Families falling out at this time is really quite normal - everyone's stress levels are at breaking point, so if at all possible try & get everyone round the table to talk.  Perhaps it would also be a good idea to talk to your dad as to what he thinks about the future plans - just because he isn't 100% at the moment he seems capable of making rational decisions & he could be very hurt if he feels he is being treated like a child.  If you are lucky enough to get in touch with a good social worker who can lay out some options that could also be helpful.  Best of luck & I know from experience how difficult & shocking these days are.


----------



## Concert (9 Aug 2010)

Fully understand what you are going through. My Mam is 91 and has always enjoyed brilliant health.  She fell a while ago and has tendonitis, going for treatment this week.  As an only child I'm up the walls with worry.  We wanted her to move in with us and build on a big extension but she refuses all our advice and we need to do work on our house which we have put off waiting for her decision.  She wont tell us what she wants and is very private so we are up against a brick wall.  She lives in a big house, no alarm r security and complains all the time, very difficult as I have no one to turn to.


----------



## browtal (9 Aug 2010)

Sorry to hear of your sad situation. Keep your calm it will level out. Try to talk to your Dad.  Is there any alternative for your Dad - as against going into a Nursing Home. Do any of the family want to have him live with them - that is a very difficult decision. 
If you talk with your local Co-ordinator of Services for the Older Person in your area, they are very experienced and could maybe talk with the whole family and help you reach an agreement. Alternatively they could suggest a suitable person to help you.
If there is no possibility of your Dad returning home consider renting the house to help with the security issue.  
The property will be considered as mentioned by another AAM member in the Fare Deal scheme. At the moment the lean is 5% of the value of the house for three years.
It is a very difficult sutuation, many families fall out at this time and never regain their relationship again. 
Best wishes Browtal


----------



## MandaC (9 Aug 2010)

Not much I can say to help, only that I have an uncle in the same position at the moment.  His brother (coming up to 65) is his carer, but cannot cope as my uncle has had a series of mini strokes.  He also tends to "act up" for his brother which does not help.  Hospital want him out and sent home to clear the bed, but family concerned for both and looking for options.

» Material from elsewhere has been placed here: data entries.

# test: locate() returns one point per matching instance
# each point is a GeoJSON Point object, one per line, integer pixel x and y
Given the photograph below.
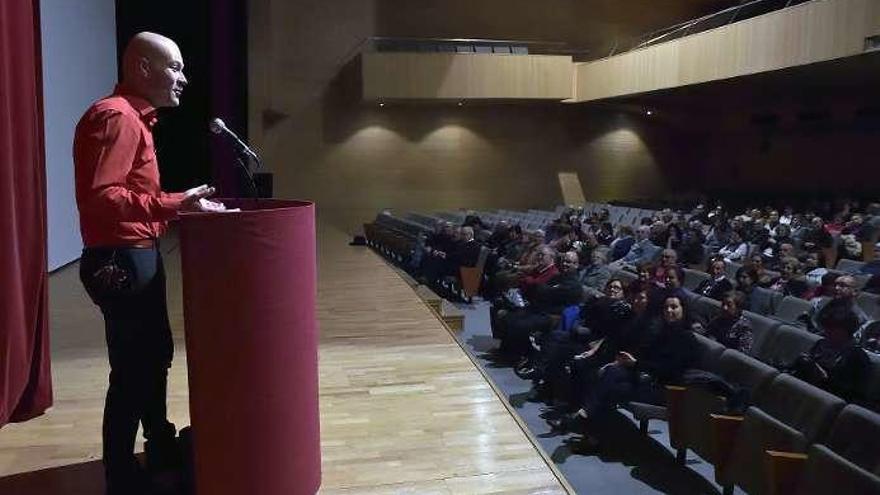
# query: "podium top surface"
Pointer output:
{"type": "Point", "coordinates": [251, 206]}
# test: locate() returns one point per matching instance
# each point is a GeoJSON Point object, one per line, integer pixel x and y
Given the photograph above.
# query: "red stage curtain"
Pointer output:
{"type": "Point", "coordinates": [25, 378]}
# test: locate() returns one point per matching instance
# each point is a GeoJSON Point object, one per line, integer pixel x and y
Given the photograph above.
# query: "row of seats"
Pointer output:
{"type": "Point", "coordinates": [829, 442]}
{"type": "Point", "coordinates": [795, 438]}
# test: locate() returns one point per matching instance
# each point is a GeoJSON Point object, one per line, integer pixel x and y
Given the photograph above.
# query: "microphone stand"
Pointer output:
{"type": "Point", "coordinates": [242, 158]}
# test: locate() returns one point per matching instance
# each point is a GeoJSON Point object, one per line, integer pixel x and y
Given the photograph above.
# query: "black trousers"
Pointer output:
{"type": "Point", "coordinates": [140, 348]}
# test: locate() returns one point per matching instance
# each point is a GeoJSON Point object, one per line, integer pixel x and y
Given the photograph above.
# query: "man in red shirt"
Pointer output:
{"type": "Point", "coordinates": [123, 212]}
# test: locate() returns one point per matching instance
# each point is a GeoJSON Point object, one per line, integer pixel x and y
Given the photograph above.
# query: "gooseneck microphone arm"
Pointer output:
{"type": "Point", "coordinates": [243, 151]}
{"type": "Point", "coordinates": [218, 127]}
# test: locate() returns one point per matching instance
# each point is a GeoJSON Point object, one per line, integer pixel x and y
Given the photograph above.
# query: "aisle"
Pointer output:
{"type": "Point", "coordinates": [402, 407]}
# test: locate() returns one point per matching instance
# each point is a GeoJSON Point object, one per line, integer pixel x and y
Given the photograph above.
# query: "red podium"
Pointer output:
{"type": "Point", "coordinates": [249, 288]}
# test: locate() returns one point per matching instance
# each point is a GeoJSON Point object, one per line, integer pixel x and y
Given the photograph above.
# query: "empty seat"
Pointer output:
{"type": "Point", "coordinates": [737, 369]}
{"type": "Point", "coordinates": [792, 415]}
{"type": "Point", "coordinates": [870, 304]}
{"type": "Point", "coordinates": [693, 278]}
{"type": "Point", "coordinates": [790, 309]}
{"type": "Point", "coordinates": [848, 461]}
{"type": "Point", "coordinates": [784, 344]}
{"type": "Point", "coordinates": [764, 301]}
{"type": "Point", "coordinates": [704, 309]}
{"type": "Point", "coordinates": [849, 266]}
{"type": "Point", "coordinates": [826, 472]}
{"type": "Point", "coordinates": [762, 329]}
{"type": "Point", "coordinates": [731, 269]}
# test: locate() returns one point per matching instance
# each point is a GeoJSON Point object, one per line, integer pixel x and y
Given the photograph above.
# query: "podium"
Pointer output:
{"type": "Point", "coordinates": [250, 290]}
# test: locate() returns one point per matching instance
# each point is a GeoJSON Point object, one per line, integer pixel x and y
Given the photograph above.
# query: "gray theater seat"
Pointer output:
{"type": "Point", "coordinates": [710, 352]}
{"type": "Point", "coordinates": [827, 472]}
{"type": "Point", "coordinates": [764, 301]}
{"type": "Point", "coordinates": [790, 308]}
{"type": "Point", "coordinates": [762, 330]}
{"type": "Point", "coordinates": [847, 462]}
{"type": "Point", "coordinates": [739, 370]}
{"type": "Point", "coordinates": [784, 344]}
{"type": "Point", "coordinates": [704, 309]}
{"type": "Point", "coordinates": [789, 417]}
{"type": "Point", "coordinates": [693, 278]}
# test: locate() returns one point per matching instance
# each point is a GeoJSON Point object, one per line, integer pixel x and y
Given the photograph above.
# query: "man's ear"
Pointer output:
{"type": "Point", "coordinates": [144, 67]}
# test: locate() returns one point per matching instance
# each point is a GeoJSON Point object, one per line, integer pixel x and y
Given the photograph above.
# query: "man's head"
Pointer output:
{"type": "Point", "coordinates": [845, 287]}
{"type": "Point", "coordinates": [152, 67]}
{"type": "Point", "coordinates": [568, 262]}
{"type": "Point", "coordinates": [786, 249]}
{"type": "Point", "coordinates": [668, 258]}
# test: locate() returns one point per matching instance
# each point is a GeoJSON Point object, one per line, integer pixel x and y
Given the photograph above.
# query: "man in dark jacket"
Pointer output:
{"type": "Point", "coordinates": [545, 304]}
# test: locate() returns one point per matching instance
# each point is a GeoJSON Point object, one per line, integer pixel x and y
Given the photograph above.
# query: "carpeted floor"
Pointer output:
{"type": "Point", "coordinates": [626, 463]}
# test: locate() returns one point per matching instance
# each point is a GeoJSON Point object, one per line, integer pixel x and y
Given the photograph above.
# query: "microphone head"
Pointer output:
{"type": "Point", "coordinates": [217, 126]}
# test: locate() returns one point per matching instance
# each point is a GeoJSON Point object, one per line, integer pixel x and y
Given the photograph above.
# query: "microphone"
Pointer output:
{"type": "Point", "coordinates": [218, 127]}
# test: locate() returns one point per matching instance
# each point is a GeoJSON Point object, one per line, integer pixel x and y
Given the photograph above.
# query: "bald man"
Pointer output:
{"type": "Point", "coordinates": [123, 212]}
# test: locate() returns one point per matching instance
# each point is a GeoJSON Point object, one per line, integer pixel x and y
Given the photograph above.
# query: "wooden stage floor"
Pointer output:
{"type": "Point", "coordinates": [403, 410]}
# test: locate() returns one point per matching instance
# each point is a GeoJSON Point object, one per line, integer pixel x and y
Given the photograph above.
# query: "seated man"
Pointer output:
{"type": "Point", "coordinates": [844, 294]}
{"type": "Point", "coordinates": [718, 285]}
{"type": "Point", "coordinates": [545, 303]}
{"type": "Point", "coordinates": [664, 352]}
{"type": "Point", "coordinates": [595, 275]}
{"type": "Point", "coordinates": [643, 251]}
{"type": "Point", "coordinates": [731, 328]}
{"type": "Point", "coordinates": [837, 363]}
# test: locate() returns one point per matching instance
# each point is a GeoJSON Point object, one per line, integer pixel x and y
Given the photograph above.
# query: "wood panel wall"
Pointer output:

I dont think you are coming across cold hearted at all, quite the opposite,  I hope your Dad regains some of his independence.

Be sure that you are 100% happy with the nursing home,  perhaps be more mindful that your siblings are also feeling stressed, so tempers may be shorter and make allowances where you can.  Also, look after yourself, running yourself ragged will only make the situation worse.

Is there anyone who could "house sit" short term.....say, a younger member of the family looking for their independence that might mind the house short term until you know what is happening.

Wishing you good luck.


----------



## salaried (10 Aug 2010)

Hello Marcelalf,My sympathies to all of your family.My family were there and dealt with the situation in the worst way possible,I regret it now .My wife is now there with her mother.The only advice i can offer is for all of your family to sit down and agree that your father is the only person that matters here.Accept that you will not always see eye to eye regarding your fathers welfare,but if i learned anything it is that a strong family unit can cope a lot better than a divisive one.And your father will recognise this.You are all confronting the unknown regarding your father.From experience you and your siblings are going to make mistakes along the way,Accept that.As for paper work ,set aside maybe two hours a week and then walk away from it.As for stress talk to your siblings and allow them talk to you.If you need to get anything off you chest why not come back here. I commend the the previous posters for their concern for you ,your family and your father.Hope to hear from you soon,regards Salaried.


----------



## ophelia (10 Aug 2010)

Usually the hospital will call a family meeting, where you can all sit around a table with the consultant. OT, Physio, Nurse etc. They will outline what your Dad's situation is. Obviously he cannot stay in hospital forever and some kind of step down will be necessary. Try to find out how he feels about going into full time care, ie. Nursing home or similar. Whatever happens, don't be pushed by the hospital into taking your Dad home until you find the best place for him.
By all means get some timers on table lamps in your Dads home. Preferably ask a neighbour/s to keep an eye out and make sure one of them has a key.


----------



## marcellaf (10 Aug 2010)

First and foremost I want to thank you all very much for taking the time to reply - I know it probably shouldn't, but it actually does help to know that other families have gotten through similar or worse situations, so thanks.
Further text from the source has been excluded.